For the current analysis, we investigated the effect of a new therapy with low-dose propranolol and ivabradine in children with POTS or IST in the active standing test: propranolol: 10-10-0, up to 20-20-0 mg (n = 32), ivabradine: 5-5-0 mg (n = 18). This therapy was based upon a consensus statement of the Heart Rhythm Society published in 2015 [9 (link)].
We further investigated the impact of omega-3 fatty acid supplementation (O3-FA, n = 18) on heart rate in the active standing test. As recently published, we introduced O3-FA supplementation in children with inappropriate sinus tachycardia [12 (link)] after showing a significant reduction in the mean heart rate in 24 h ECGs in accordance with a recent meta-analysis [13 (link)]. Patients usually purchased products based upon 1–2 g fish oil per day rate from a retail store. The adolescents received at least 800 mg eicosapentaenoic acid (EPA) and docosahexaenoic acid (DHA) per day.

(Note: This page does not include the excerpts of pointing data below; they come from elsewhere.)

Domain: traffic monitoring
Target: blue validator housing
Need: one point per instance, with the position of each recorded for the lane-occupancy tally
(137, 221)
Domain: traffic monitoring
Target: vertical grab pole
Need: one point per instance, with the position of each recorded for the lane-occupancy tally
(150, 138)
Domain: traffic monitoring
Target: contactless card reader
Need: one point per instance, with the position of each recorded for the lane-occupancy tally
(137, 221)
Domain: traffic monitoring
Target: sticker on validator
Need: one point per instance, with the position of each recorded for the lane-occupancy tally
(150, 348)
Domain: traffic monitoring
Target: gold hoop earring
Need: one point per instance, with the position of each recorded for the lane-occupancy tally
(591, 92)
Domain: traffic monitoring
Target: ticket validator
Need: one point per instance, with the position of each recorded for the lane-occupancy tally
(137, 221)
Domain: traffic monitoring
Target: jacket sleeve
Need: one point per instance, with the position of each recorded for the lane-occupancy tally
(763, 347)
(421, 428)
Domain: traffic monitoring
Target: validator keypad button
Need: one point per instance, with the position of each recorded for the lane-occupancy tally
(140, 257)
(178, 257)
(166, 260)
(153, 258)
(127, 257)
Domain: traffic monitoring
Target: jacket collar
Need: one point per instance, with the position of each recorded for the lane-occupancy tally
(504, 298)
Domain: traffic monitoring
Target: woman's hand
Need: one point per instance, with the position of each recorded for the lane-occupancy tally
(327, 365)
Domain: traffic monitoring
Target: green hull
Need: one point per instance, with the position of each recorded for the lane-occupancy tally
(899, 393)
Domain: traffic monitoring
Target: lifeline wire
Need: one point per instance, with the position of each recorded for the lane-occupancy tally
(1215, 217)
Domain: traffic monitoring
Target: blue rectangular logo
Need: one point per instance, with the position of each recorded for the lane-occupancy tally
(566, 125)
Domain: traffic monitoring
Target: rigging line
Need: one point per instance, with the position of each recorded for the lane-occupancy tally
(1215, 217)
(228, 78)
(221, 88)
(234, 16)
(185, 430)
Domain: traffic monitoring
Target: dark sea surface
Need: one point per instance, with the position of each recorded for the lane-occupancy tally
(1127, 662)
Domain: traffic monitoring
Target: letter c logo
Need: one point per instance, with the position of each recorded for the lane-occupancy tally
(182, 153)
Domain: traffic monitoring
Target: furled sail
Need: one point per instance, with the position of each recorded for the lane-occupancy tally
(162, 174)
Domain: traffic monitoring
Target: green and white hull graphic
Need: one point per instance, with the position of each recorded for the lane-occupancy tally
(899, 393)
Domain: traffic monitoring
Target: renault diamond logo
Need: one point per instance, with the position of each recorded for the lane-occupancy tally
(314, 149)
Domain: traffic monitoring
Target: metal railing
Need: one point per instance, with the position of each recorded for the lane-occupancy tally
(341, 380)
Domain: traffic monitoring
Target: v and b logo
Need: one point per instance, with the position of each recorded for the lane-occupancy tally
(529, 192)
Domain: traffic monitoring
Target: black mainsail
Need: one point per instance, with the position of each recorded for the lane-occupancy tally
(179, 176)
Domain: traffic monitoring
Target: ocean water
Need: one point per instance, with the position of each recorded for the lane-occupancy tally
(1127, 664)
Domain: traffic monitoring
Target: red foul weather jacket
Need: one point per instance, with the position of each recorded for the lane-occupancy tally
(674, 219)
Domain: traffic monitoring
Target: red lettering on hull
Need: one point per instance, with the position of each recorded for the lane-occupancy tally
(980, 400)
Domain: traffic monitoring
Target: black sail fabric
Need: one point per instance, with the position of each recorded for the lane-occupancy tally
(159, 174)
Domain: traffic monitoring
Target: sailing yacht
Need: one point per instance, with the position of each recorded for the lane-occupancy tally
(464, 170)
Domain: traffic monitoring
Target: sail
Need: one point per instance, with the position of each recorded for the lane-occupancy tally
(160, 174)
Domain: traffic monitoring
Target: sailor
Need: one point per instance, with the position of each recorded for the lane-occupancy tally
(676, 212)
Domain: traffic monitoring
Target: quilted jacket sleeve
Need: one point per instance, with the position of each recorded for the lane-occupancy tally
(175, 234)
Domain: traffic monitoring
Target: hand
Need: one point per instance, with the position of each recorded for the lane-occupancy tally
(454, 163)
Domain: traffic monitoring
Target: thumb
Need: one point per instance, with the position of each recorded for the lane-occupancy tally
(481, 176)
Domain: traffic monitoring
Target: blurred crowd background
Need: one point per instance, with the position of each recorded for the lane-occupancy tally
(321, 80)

In the first visit, children with dysautonomia were provided lifestyle advice, including increased fluid and salt intake, low-dose exercise, and omega-3 fatty acid supplementation. If these lifestyle interventions were not successful, we introduced pharmacotherapy, first with low-dose propranolol and second with ivabradine if the propranolol did not improve the clinical symptoms. Omega-3 fatty acid supplementation was not stopped during pharmacotherapy.